Students are free to choose whether or not to apply to live in the dorm; and the hall is only for freshman year. But I still think this is a counterproductive idea that should be nipped in the bud because it undercuts the central arguments for having greater socioeconomic diversity in higher education: to maximize social mobility for disadvantaged students and to create an educationally valuable diverse environment for everyone on campus.
As readers of this blog know, I’m fairly obsessive in my criticism of the way higher education mistreats low-income, working-class, and first-generation college students. Since my 1996 book, The Remedy: Class, Race, and Affirmative Action, I’ve argued colleges should give a preference to low-income and working-class students in admissions. Subsequently, I edited two books that include chapters by leading scholars arguing for special support programs for economically disadvantaged students: America’s Untapped Resource: Low-Income Students in Higher Education (2004) and Rewarding Strivers: Helping Low-Income Students Succeed in College (2010). Week after week, in this blog, I rail against practices such as non-need merit aid and early admissions as unfair to economically disadvantaged students.
But separate dorms, even though intended to help ease the transition of first-generation college students, make little sense in my view.
First, networks matter in college, and they appear to especially matter for low-income students. Research has long found that half of adult jobs are filled through some sort of a personal connection. Whether it’s fair or not, middle- and upper-middle-class students have, on average, more valuable employment networks than low-income students.
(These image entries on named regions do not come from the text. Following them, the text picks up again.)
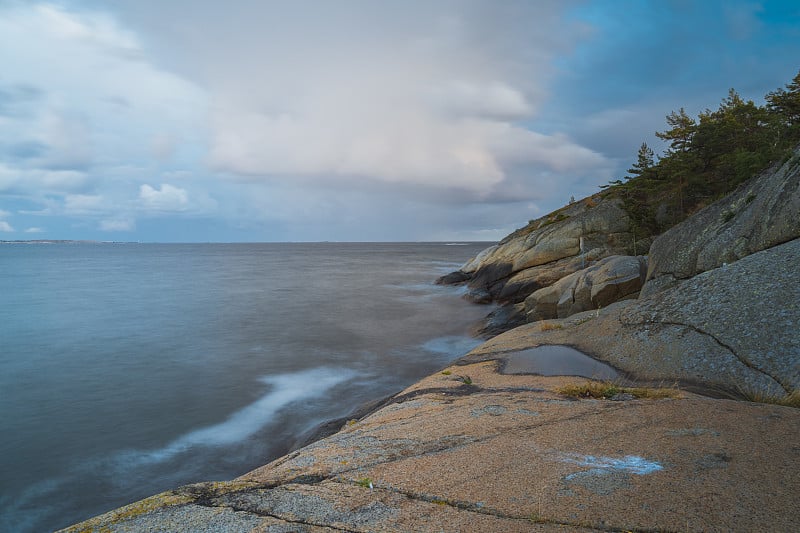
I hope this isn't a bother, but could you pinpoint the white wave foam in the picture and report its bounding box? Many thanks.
[422,335,481,356]
[134,367,355,462]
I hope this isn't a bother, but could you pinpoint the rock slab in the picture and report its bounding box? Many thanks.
[65,360,800,532]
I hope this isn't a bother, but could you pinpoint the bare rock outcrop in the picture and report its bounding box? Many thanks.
[437,196,649,335]
[642,148,800,295]
[473,235,800,397]
[525,255,647,322]
[65,360,800,533]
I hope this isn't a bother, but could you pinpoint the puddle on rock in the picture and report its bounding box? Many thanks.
[502,345,620,380]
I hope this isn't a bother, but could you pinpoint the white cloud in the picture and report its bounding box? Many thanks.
[100,218,136,231]
[139,183,189,211]
[159,2,601,195]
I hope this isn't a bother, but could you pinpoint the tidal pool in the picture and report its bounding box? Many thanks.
[502,345,620,380]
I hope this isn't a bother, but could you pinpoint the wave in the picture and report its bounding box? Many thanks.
[131,367,355,462]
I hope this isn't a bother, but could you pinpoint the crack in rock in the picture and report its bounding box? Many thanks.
[619,315,792,394]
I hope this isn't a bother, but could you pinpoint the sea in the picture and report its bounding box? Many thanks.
[0,242,490,532]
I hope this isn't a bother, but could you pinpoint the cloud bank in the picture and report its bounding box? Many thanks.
[0,0,800,241]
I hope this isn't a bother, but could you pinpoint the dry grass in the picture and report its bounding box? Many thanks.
[539,322,564,331]
[742,389,800,409]
[556,381,680,400]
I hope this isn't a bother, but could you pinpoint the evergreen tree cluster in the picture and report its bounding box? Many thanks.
[602,72,800,238]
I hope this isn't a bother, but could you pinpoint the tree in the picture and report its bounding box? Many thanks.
[656,108,697,154]
[765,72,800,150]
[628,143,655,180]
[765,72,800,127]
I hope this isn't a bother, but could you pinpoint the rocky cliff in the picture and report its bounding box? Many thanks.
[456,144,800,396]
[439,197,649,304]
[62,151,800,532]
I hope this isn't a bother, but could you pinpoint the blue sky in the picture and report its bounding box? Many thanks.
[0,0,800,242]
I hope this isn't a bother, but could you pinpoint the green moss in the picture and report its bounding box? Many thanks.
[720,210,736,224]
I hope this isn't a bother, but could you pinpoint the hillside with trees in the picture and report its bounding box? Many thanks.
[602,72,800,238]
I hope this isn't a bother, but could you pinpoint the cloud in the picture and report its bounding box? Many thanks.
[64,194,107,215]
[141,1,601,195]
[100,218,136,232]
[139,183,189,212]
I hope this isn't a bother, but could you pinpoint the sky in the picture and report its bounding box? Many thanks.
[0,0,800,242]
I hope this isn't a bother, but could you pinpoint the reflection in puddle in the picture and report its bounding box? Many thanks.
[502,345,619,380]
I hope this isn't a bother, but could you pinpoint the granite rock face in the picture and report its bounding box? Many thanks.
[643,148,800,295]
[439,197,646,304]
[525,255,647,322]
[474,239,800,396]
[66,360,800,533]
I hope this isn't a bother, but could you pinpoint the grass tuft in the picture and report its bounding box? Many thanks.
[741,389,800,409]
[539,322,564,331]
[556,381,679,400]
[356,477,372,489]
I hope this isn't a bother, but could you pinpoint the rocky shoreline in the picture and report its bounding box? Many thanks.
[64,150,800,532]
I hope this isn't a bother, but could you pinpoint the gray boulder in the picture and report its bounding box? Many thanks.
[525,255,647,321]
[439,197,649,304]
[472,239,800,397]
[642,149,800,295]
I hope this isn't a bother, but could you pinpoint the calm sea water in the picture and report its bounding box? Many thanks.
[0,243,487,531]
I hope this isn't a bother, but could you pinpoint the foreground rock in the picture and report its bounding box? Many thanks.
[66,358,800,532]
[525,255,647,322]
[473,239,800,396]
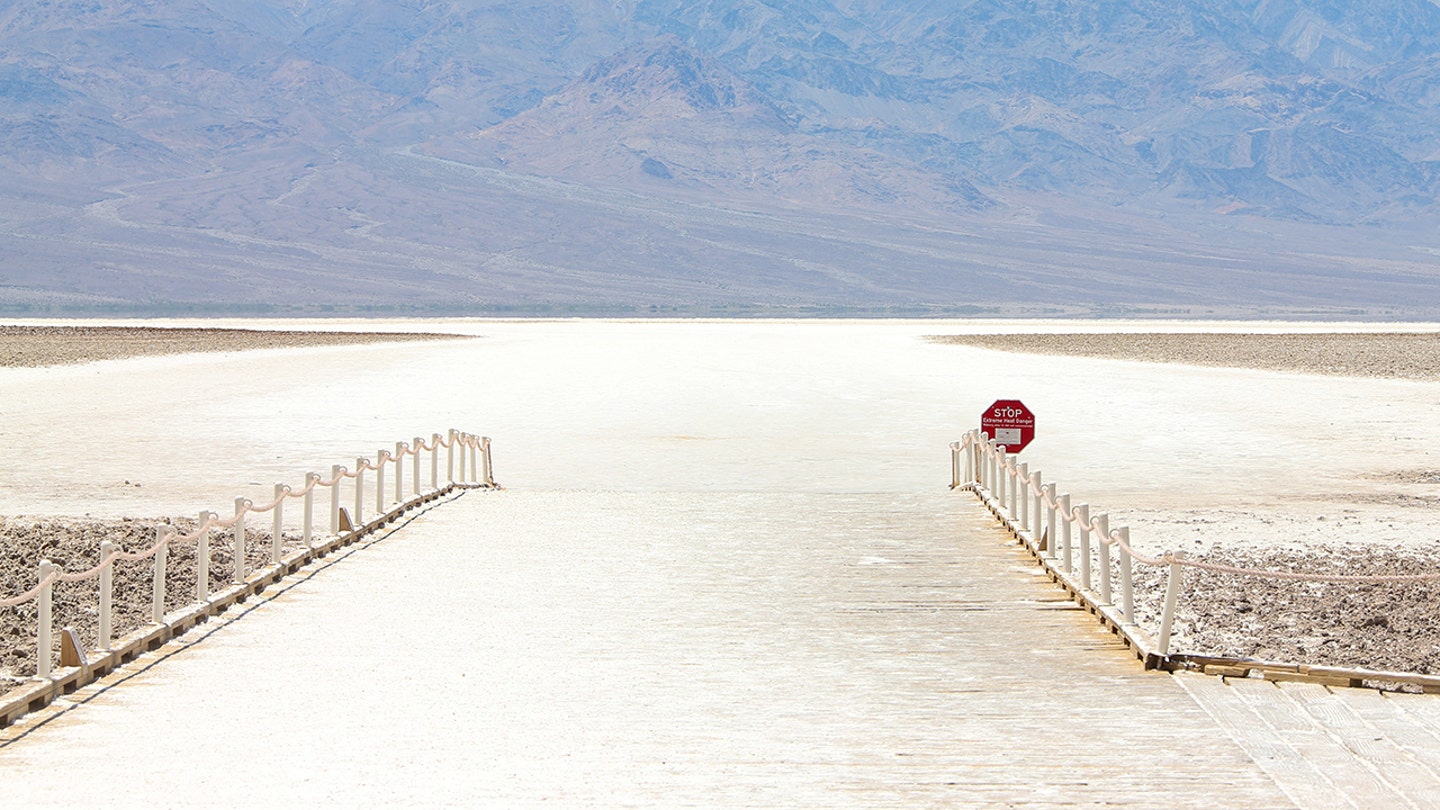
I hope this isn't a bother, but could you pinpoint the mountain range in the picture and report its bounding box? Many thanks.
[0,0,1440,317]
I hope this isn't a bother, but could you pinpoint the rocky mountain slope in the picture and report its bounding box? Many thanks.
[0,0,1440,317]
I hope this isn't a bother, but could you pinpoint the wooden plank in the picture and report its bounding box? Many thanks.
[1171,672,1347,810]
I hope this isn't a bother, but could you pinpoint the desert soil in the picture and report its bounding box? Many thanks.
[0,324,467,368]
[0,324,460,683]
[929,331,1440,379]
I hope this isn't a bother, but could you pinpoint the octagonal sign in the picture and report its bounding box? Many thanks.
[981,399,1035,453]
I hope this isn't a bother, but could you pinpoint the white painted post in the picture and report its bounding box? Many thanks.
[1045,484,1060,559]
[354,458,370,529]
[300,473,320,549]
[1030,470,1045,548]
[1060,493,1076,574]
[431,434,441,490]
[230,497,251,585]
[330,464,344,538]
[395,441,406,503]
[374,450,390,516]
[1094,515,1113,605]
[994,447,1009,507]
[271,484,289,565]
[194,510,210,602]
[1009,461,1030,532]
[95,540,120,650]
[1155,552,1185,656]
[35,559,55,677]
[150,526,170,624]
[1116,526,1135,624]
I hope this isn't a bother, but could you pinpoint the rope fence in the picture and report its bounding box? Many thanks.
[0,430,497,680]
[950,430,1440,659]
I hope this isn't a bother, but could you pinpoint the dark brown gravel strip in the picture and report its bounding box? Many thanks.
[927,331,1440,379]
[0,326,471,368]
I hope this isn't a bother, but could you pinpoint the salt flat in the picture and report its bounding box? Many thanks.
[0,321,1440,806]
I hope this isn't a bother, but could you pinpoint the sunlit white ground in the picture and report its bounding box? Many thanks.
[0,320,1440,559]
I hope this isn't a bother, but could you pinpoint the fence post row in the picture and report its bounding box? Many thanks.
[950,431,1209,657]
[0,428,495,679]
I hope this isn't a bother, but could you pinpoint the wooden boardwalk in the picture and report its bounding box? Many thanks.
[0,491,1440,807]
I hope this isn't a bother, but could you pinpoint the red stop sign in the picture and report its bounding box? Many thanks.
[981,399,1035,453]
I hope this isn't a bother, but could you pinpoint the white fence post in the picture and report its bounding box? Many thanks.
[150,526,170,624]
[1045,484,1060,559]
[1155,552,1185,656]
[300,473,320,548]
[1094,515,1113,604]
[445,428,456,483]
[1116,526,1135,624]
[374,450,390,517]
[271,484,289,565]
[194,512,210,602]
[1030,470,1045,549]
[230,497,251,585]
[992,447,1009,509]
[95,540,120,650]
[330,464,343,538]
[1060,493,1076,574]
[354,458,370,529]
[431,434,441,490]
[395,441,405,503]
[1009,461,1030,532]
[35,559,55,677]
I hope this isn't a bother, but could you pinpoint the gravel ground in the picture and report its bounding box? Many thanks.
[0,326,468,368]
[0,517,300,683]
[929,331,1440,379]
While there is some controversy over whether students benefit from attending a more selective college, even the skeptics concede there is value added for low-income students–probably because of access to networks they wouldn’t otherwise be able to avail themselves of.
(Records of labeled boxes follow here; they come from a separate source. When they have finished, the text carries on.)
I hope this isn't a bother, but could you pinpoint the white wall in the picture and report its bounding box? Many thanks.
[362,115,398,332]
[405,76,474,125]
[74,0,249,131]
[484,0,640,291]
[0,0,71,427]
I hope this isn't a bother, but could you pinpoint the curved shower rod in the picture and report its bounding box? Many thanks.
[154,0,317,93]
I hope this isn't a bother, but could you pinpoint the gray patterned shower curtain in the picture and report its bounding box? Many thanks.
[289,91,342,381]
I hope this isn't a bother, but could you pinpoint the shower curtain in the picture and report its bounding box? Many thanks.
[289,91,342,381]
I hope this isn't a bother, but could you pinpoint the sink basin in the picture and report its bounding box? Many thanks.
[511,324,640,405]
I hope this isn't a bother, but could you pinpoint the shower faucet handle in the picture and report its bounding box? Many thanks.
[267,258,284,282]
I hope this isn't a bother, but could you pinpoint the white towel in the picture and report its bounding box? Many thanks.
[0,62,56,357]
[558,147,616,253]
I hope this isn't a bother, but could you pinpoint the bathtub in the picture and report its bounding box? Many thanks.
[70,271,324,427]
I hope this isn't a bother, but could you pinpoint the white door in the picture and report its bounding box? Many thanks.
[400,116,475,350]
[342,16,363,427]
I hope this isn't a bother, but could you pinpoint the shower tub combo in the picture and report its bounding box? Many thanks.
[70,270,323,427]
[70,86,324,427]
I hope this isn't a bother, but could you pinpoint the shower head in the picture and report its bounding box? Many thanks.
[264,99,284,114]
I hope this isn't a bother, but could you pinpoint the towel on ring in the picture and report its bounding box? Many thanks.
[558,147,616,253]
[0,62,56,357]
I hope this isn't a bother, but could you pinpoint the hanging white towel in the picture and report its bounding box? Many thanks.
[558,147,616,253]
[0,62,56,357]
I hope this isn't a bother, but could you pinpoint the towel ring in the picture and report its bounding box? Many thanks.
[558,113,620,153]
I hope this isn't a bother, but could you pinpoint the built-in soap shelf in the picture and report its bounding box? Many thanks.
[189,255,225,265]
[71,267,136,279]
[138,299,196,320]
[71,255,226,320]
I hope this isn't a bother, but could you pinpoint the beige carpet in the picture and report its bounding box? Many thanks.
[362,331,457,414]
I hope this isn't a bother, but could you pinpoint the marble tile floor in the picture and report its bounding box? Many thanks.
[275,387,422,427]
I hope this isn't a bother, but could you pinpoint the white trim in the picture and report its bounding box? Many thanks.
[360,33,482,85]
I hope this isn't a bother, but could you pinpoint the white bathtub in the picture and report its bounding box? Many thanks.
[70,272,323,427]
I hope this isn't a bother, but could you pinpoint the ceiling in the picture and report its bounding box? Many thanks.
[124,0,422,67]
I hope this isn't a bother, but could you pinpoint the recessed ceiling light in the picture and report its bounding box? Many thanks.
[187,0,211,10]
At the University of Kentucky, one first-generation student tells the Chronicle, “Everybody in the dorm knows everybody else, and we all hang out together.” This is surely comforting to many first-generation students but it also means they are spending less time with more advantaged students on campus. Freshman ties can be very important to friendships throughout college, and being in a first-generation dorm can mean being cut off from important networks.
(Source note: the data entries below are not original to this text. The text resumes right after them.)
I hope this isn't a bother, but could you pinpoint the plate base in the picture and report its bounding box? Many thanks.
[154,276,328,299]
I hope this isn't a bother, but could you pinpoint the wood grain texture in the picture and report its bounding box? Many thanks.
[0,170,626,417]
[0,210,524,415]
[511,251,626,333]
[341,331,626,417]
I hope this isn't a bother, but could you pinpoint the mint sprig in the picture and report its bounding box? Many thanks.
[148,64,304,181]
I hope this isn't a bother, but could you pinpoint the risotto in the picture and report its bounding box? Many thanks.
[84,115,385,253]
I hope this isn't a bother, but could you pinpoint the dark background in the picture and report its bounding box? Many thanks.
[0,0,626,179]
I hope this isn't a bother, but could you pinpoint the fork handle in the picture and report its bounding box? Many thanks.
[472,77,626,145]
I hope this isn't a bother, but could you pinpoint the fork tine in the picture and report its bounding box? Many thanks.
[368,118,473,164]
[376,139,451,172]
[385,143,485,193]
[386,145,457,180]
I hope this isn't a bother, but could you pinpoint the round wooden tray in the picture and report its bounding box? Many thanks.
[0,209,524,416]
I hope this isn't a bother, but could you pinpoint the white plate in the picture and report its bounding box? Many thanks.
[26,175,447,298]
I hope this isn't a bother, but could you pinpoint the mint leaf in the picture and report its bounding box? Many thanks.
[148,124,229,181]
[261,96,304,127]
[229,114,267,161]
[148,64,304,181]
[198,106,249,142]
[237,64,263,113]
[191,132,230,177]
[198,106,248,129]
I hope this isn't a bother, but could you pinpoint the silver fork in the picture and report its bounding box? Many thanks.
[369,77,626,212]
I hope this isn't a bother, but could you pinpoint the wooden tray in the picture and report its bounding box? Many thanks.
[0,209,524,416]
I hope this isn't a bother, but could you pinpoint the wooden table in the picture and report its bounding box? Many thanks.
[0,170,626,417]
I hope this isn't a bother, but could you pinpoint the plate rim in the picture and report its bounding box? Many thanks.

Second, part of the reason that colleges want to diversify and admit more low-income, working-class or first-generation students is the belief that all students benefit when discussions are enriched by people who bring different life experiences to bear. Of course, first-generation students living in separate dorms will still share classrooms with other students, but surely something is lost when late night freshman dormitory bull sessions are effectively segregated.
The University of Kentucky is to be commended for providing special tutoring and services to first-generation students, who, on average, have lower graduation rates, but this can be accomplished without separate living spaces. The University of North Carolina at Chapel Hill, for example, has a series of programs for low-income Carolina Covenant scholars: faculty and staff mentoring of first-year students; peer mentoring by experienced Covenant Scholars; special development opportunities such as etiquette dinners and career workshops; and social events for Covenant Scholars, all of which–along with a strong financial aid program–have boosted student retention and graduation.
But separate dorms are a mistake. In years past, well-meaning institutions had separate dormitories for students of color in order to ease their transition, but many of those have since been abandoned as an anachronism. First-generation students face special challenges and deserve special programs and support, but separating them from others on campus is likely to do them–and the other students on campus–more harm than good.